# Can we match a 50watt AMP with a 100watt speaker?



## srijith1234 (Oct 7, 2011)

Hello Everyone

Can we match a 50watt AMP with a 100watt speaker?

AMP is Harman Kardon AVR 1600

Speaker is JBL cinema 300

Please advise Guys,

Regards,
Srijith


----------



## erwinbel (Mar 23, 2010)

Yes, we can!

You need to take the powerclaims with a grain of salt anyway. And it depends on the loudness you want to listen to, the size of the room, the distortion you are willing to put up with... No obligation to match the speakers rated power with the amp's claims.

Don't forget to set the the speakers to "small" in the AVR, so the SW can take some of the burden off the AVR.


----------



## jackfish (Dec 27, 2006)

I hope your room isn't very big because that system is going to be short on output for that application. If JBL is recommending 100 watts of amplifier power I'd try to meet that.


----------



## eugovector (Sep 4, 2006)

If you find yourself with your amp cranked almost to it's maxim to get the output you're looking for, then you'll want to upgrade your amp. Running an amp at 100% introduces a lot of distortion that not only can sound unpleasant, but can also damage speakers.


----------



## srijith1234 (Oct 7, 2011)

Thanks every one for your help!!

Guys can you suggest matching speakers for AVR 1600.

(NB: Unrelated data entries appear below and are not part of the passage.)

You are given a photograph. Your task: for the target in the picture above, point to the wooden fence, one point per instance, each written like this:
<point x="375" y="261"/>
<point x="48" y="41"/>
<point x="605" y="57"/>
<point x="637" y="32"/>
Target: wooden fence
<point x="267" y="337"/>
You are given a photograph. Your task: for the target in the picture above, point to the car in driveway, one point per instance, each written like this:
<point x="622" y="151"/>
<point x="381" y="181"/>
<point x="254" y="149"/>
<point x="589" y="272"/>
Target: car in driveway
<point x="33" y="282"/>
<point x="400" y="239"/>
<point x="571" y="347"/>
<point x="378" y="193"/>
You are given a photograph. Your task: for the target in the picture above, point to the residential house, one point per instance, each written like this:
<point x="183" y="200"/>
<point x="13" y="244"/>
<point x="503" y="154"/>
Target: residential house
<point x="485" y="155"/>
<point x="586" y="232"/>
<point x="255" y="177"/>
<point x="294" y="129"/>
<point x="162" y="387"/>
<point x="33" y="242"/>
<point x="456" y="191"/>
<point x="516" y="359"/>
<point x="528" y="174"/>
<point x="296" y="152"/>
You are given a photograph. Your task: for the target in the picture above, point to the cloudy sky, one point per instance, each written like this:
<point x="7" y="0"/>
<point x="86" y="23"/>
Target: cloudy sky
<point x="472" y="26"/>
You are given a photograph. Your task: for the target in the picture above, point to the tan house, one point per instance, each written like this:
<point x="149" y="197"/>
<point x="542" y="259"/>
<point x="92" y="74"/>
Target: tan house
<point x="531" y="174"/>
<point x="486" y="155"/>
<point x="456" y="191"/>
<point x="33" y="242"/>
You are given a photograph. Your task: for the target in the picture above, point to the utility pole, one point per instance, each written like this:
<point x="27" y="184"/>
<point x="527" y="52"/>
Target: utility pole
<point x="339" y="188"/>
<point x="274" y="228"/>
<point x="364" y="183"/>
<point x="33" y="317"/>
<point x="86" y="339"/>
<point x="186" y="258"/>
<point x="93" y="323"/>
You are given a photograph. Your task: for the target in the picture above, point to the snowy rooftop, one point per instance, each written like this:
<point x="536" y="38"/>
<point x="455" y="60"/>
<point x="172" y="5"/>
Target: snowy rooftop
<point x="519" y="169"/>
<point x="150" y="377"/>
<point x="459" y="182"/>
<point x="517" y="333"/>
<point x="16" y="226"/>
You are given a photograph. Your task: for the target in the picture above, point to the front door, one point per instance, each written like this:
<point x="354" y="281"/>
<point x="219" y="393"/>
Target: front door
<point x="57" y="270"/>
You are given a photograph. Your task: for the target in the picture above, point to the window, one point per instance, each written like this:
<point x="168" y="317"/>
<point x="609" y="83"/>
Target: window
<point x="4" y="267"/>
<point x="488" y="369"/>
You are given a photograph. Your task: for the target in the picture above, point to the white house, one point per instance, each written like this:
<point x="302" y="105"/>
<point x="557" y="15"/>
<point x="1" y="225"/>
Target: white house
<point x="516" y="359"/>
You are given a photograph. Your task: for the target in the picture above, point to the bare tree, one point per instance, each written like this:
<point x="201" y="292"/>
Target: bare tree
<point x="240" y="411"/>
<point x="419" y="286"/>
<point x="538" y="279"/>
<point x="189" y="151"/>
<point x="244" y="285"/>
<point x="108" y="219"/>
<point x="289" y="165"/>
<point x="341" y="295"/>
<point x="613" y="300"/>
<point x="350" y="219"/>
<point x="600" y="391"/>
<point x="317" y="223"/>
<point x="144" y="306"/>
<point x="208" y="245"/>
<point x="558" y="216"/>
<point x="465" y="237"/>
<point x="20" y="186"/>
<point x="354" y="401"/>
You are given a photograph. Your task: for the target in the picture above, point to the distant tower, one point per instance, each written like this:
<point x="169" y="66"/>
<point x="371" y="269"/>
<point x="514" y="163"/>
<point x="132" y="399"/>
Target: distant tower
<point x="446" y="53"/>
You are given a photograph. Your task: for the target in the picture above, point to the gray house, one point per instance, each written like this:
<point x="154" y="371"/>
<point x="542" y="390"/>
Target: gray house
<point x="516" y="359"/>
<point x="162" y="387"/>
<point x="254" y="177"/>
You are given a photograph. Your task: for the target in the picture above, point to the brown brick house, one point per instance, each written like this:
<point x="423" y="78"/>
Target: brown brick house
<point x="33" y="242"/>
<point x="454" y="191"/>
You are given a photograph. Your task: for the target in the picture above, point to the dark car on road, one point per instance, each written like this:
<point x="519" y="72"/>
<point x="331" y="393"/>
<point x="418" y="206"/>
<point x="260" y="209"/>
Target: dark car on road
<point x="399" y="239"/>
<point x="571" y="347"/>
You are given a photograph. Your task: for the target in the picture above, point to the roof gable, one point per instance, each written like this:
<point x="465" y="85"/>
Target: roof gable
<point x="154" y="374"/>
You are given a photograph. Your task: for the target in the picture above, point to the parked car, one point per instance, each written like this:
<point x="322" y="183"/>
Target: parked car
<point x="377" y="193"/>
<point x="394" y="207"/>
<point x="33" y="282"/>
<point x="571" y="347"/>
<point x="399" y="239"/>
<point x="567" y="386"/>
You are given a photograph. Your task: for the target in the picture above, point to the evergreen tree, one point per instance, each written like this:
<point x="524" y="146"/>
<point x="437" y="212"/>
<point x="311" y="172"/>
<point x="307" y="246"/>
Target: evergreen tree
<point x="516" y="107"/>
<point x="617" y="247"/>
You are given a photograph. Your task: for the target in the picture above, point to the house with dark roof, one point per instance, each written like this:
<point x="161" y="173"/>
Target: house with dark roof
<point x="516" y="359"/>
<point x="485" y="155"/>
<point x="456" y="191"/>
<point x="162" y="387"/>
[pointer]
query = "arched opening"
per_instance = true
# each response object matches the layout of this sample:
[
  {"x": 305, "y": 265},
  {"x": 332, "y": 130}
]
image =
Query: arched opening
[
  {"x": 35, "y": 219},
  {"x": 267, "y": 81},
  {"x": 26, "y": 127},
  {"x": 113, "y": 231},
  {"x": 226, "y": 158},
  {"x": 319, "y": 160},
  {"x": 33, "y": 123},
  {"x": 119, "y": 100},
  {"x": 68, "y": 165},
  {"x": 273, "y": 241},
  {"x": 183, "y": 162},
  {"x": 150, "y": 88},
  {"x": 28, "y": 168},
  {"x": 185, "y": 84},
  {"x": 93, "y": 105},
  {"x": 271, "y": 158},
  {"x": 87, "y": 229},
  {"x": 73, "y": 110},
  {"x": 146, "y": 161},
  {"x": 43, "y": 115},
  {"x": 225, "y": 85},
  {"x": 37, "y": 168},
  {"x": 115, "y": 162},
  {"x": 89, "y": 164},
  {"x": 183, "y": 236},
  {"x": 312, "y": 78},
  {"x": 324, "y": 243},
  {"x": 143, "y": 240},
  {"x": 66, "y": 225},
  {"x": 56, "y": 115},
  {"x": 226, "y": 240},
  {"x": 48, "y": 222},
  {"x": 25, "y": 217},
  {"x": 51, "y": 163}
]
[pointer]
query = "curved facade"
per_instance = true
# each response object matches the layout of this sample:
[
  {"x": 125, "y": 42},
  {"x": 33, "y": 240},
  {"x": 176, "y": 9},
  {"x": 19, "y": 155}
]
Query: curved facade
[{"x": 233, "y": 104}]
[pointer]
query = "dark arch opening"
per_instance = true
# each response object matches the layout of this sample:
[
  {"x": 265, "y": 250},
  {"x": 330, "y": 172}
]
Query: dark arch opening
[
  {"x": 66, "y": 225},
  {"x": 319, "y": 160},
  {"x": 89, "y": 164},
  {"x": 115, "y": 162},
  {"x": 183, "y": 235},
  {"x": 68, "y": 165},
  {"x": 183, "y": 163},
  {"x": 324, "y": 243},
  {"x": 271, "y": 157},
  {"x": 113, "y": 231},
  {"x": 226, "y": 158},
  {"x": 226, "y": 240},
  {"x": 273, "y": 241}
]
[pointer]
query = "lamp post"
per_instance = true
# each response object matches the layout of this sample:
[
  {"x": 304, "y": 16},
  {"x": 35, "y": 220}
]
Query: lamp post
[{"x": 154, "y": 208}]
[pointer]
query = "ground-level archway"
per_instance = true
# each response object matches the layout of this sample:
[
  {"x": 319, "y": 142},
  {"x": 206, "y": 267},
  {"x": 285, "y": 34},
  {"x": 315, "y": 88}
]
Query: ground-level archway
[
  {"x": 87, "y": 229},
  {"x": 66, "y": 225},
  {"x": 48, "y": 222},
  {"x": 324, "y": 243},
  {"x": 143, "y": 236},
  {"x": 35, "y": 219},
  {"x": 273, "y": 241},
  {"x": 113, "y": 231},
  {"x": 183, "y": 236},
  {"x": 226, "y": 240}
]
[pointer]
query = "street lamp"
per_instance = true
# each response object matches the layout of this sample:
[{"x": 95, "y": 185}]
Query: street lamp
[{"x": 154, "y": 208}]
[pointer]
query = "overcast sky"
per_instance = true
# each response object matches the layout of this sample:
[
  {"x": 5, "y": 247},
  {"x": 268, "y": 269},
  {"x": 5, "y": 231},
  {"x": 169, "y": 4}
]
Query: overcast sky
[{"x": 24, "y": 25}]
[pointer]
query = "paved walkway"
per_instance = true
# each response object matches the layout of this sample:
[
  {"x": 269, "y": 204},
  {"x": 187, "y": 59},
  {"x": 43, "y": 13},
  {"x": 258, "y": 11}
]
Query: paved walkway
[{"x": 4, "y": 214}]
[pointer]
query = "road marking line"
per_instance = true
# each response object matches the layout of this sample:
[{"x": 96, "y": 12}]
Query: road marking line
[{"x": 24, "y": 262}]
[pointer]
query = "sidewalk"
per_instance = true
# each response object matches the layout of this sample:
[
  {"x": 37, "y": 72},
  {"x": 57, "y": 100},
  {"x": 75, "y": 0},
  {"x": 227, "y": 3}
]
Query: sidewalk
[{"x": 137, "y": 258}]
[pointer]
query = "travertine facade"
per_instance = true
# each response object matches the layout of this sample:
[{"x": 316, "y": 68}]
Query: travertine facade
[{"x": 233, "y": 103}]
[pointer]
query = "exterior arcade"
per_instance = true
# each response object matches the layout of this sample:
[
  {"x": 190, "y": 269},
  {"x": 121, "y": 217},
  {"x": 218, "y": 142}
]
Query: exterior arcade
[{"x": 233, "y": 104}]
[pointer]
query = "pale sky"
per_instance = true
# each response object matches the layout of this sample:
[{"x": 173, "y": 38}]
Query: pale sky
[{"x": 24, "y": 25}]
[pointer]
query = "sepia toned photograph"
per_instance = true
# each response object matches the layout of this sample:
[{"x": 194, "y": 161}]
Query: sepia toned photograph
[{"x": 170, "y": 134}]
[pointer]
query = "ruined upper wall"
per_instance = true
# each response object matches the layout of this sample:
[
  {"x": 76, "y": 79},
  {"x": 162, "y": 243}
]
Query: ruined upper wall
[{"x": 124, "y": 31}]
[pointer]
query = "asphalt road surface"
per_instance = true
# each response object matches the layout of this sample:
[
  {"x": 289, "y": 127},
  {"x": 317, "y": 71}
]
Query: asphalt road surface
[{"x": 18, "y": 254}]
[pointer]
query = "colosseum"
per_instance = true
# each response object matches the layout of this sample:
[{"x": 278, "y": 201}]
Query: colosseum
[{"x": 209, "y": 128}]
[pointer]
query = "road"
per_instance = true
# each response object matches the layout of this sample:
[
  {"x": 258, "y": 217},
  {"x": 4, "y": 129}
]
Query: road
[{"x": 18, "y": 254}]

can you put some light on what do you mean by the term "Recommended Amplifier Power":10W – 120W.

Does that mean you can connect AMP with as low as 10w per channel to as high as AMP with 120W power.


----------



## eugovector (Sep 4, 2006)

If you're looking to upgrade your speakers, the higher the sensitivity, the louder your speakers will play with less power (88+ would be a good goal).

Or, you can also look to upgrade your AVR. Many people have been happy with the Onkyo refurbs from Accessories4less.com

At some point, you'll probably want to upgrade both, even if it's years from now.


----------



## tonyvdb (Sep 5, 2007)

srijith1234 said:


> can you put some light on what do you mean by the term "Recommended Amplifier Power":10W – 120W.
> 
> Does that mean you can connect AMP with as low as 10w per channel to as high as AMP with 120W power.


Yes however its always better to have a receiver that outputs more than the speakers can handle, Powering speakers that handle much more then the amp puts out will cause distortion if driven hard. Distortion will not only cause damage to the speakers but to the amp over time. It also sounds bad.
Over powering a speaker with an amp that has to much power is less likely going to happen. Particularly if you use a crossover that limits the amount of lows that will get to the speaker.


----------



## ee_guy (Oct 5, 2011)

Looked at your link for those speakers on amazon. Your AVR should have NO problems powering those things. You are more likely to stop turning the volume up before you hit any limit. I had floor standers, rears, and a big center on a AVR2600, one model bigger than yours and it handled them just fine.

There is always going to be bigger, better ect.. 

let your ears decide, if it sounds great don't mess with it


----------



## bambino (Feb 21, 2010)

I have to agree with Tony about having more power is best but if you like the way it sounds and is satifying then you will be fine.:T One thing to remember though is that upgradeitus kicks in very early and is hard to overcome.:whistling:


----------



## vann_d (Apr 7, 2009)

srijith1234 said:


> Hello Everyone
> 
> Can we match a 50watt AMP with a 100watt speaker?
> 
> ...


Yes you can. My guess is that you will never reach limits of the AVR unless you are really cranking it. I would not worry. The issues the other folks address, in my opinion, are related to serious dedicated home theater systems where the users expect reference level playback.

I'd love to have reference level playback in my living room but if I go above -25dB my wife thinks I'm insane... -25dB is really quite acceptable, though, except for some movies with low dialogue.


----------



## tonyvdb (Sep 5, 2007)

vann_d said:


> Yes you can. My guess is that you will never reach limits of the AVR unless you are really cranking it. I would not worry. The issues the other folks address, in my opinion, are related to serious dedicated home theater systems where the users expect reference level playback.


untrue, that receiver running all channels driven during a movie will probably not even output 25 watts per channel so distortion at moderate listening levels is very possible particularly if its used in a large room.


----------



## vann_d (Apr 7, 2009)

Let's say you have 89dB @ 1W/m speakers and you listen at 4m (big room). Say for each doubling of distance you lose 6dB SPL, that means 77dB @ 1W, 4m. You add 3dB SPL with each doubling of power. My calcs say this gives 89dB SPL with 16W. If reference is 75db and you need say 30 dB dynamic headroom, then you need 105dB capable system. Now 75dB is loud. If, like most people, you listen well below this level (say -20dB) you need maybe 85dB capable. With 89dB 1W/m speaker, you're there with 8W. Now is there something wrong with my math 'cause I'm not seeing the need for big power unless you like to listen really loud.

As I stated before, I usually watch movies at -25dB. With the above maths I have 30dB headroom at 2W.


----------